Der gewählte Textauszug (Rechtschreibung von 1993 wurde übernommen) aus einer Publikation der früheren Direktorin des WBA – MDD (1995 – 2000) ist zwar auf einen historischen Gegenstand – das Glashaus von Bruno Taut von 1914 – bezogen, veranschaulicht aber auf idealtypische Weise die sehr spezielle Bedeutung der Raumwahrnehmung in der Ausstellungsarbeit des Museums und den Anteil von Angelika Thiekötter an der Entwicklung des Konzepts der „Raumbilder“.
Kein statisches Bild vermag die wesentliche Beschaffenheit der Räume [im historischen Glashaus von Bruno Taut, Anm. d. Red.] wiederzugeben, keine repräsentative Ansicht spiegelt die Art ihrer Wirkung. Wie dem perspektivischen Bild der fixierende Blick eines einzelnen Auges entspricht, entsprach der raumzeitlichen Struktur von Tauts Bauwerk sein Erlebnis.
Die optische Orientierung der Räume war nicht den vertrauten Blickrichtungen anbequemt und nicht der geläufigen Weise, zu sehen. Sie verlangte gleich zu Anfang, was der Mensch sonst nur selten: in schönen Sternennächten oder aufgeschreckt vom Geräusch eines Flugzeuges tut, angelockt von der himmelstrebenden Entfaltung eines Baumes, der kühnen Perspektive eines Turmes oder was er den schmelzenden Empfindungen erster Frühlingstage verdankt: aufwärts zu schauen. Das fluktuierende Spiel der Linien forderte ein schweifendes, gleitendes Sehen, dem der Raum nicht als Gegenüber, sondern als Umgebung antwortete. Die Geräusche des Wassers umhüllten den Besucher, das Fluidum farbigen Lichtes färbte ihn selbst mit ein – wie Benjamin das kindliche Erlebnis der Farben in einem alten, morschen Gartenpavillon beschrieb: »Ich liebte ihn der bunten Farben wegen. Wenn ich in seinem Innern von Scheibe zu Scheibe strich, verwandelte ich mich, ich färbte mich wie die Landschaft, die bald lohend, bald verstaubt, bald schwelend, bald üppig im Fenster lag. (…) Ähnliches begab sich mit Seifenblasen.

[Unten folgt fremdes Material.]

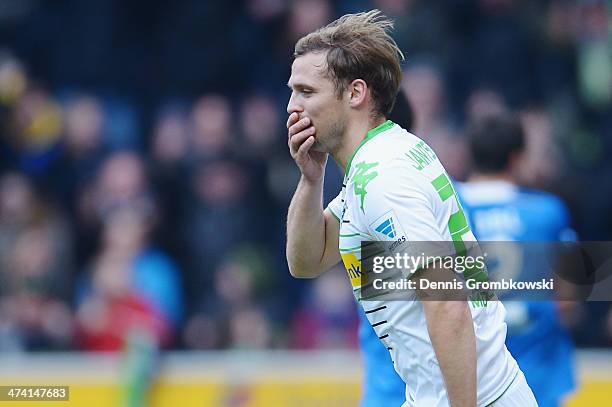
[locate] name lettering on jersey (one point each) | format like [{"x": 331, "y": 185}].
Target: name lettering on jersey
[
  {"x": 421, "y": 155},
  {"x": 363, "y": 176}
]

Ich reiste mit ihnen durch die Stube und mischte mich ins Farbenspiel der Kuppel, bis sie zersprang.«(1)
Die entgrenzende Verschmelzung von Subjekt und Objekt der Wahrnehmung, die in Benjamins Beschreibung das farbige Licht für das Kind bewirkte, teilt sich ähnlich in den überlieferten schwärmerischen Berichten inneren Erlebens des Glashauses mit – einer funkelnden Gehirnschale verglich Adolf Behne die innere Wölbung der Kuppel.(2) Fast allen zeitgenössischen Berichten ist dieses merkwürdige Changieren eigen, das die eher spärlichen objektivierenden Mitteilungen zum architektonischen Sachverhalt unversehens in subjektive Zustandsbeschreibungen übergleiten läßt.
Wie die bauliche Hülle zur Sphäre inneren Erlebens mutierte, beanspruchte sie umgekehrt den Weg des Besuchers als architektonische Funktion. Die Logik der räumlichen Anordnung erschloß sich nicht der abstrakten Anschauung, sondern im Zuge einer zirkulierenden Bewegungsschlaufe, die als energetische Linie dem Bauwerk gleichsam eingeschmolzen war und der Belebung in Gestalt körperlicher Bewegung bedurfte.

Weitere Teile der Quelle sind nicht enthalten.